A pre-AI lens has the aperture ring sticking out all the way round.


PostPosted: Tue Dec 08, 2009 4:33 pm    Post subject: Reply with quote

The AI mounts first appeared when the K-mount was still being produced.The tail end of the 4/20 production run were factory converted to AI before they were made available to the public.So more then a few 4/20 lenses,though they have the K mount sequential serial numbers were indeed AI and not K mount lenses.Looking at the serial number of the lens of 124081 it would fall at the tail end of the 103011 - 125156 sequential run,so I would suspect this lens was indeed factory converted.


PostPosted: Tue Dec 08, 2009 6:48 pm    Post subject: Reply with quote

Could well be. Mine is 109436 so early in the series (103011 - 125156); it came to me as pre-AI and I converted it using a kit which I purchased separately.

Its a fine lens, though I may be selling it in the new year as I have another at that focal length (hopefully, an upgrade) coming for my birthday Smile


PostPosted: Wed Dec 09, 2009 3:12 pm    Post subject: Reply with quote

Having a fondness for small compact lenses,I do plan to acquire a Nikkor 4/20 someday.For a time last spring I was following a few 4/20's on ebay,but when the time came for the final bid I had already blown my wad on another lens or two.

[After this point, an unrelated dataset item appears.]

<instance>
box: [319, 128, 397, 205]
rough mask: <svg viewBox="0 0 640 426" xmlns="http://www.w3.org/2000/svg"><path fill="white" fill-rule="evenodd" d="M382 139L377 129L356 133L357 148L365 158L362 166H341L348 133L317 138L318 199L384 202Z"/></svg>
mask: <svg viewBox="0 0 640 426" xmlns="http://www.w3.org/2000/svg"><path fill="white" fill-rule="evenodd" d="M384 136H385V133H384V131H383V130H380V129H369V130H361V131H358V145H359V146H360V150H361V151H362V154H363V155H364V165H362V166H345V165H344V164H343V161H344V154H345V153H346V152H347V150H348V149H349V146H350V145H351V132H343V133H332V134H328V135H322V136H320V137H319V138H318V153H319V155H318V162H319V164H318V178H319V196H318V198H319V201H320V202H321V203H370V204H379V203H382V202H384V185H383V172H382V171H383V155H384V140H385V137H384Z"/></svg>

The Nikkor 3.5/20 also has a good repetition shooting distance shots on film...and an even better repetition then the 4/20 shooting closeups digitally.Someday down the road I would like to acquire this lens as well the 4/20.

Having the Nikkor AI-S 3.5/18,2.8/20,24 & 28 in my collection,hasn't swayed my desire to still acquire either of these unpretentious compact lens....I plan to fill the holes in my Olympus Zuiko collection first though,before returning to expanding my Nikkor collection.


PostPosted: Wed Dec 09, 2009 6:26 pm    Post subject: Reply with quote

Well, I would like to place a bid, but unfortunately the shippingcost to Europe from the US is quite expensive (currently as expensive as the highest bid), so I prefer 'winning' lenses in the neighbourhood.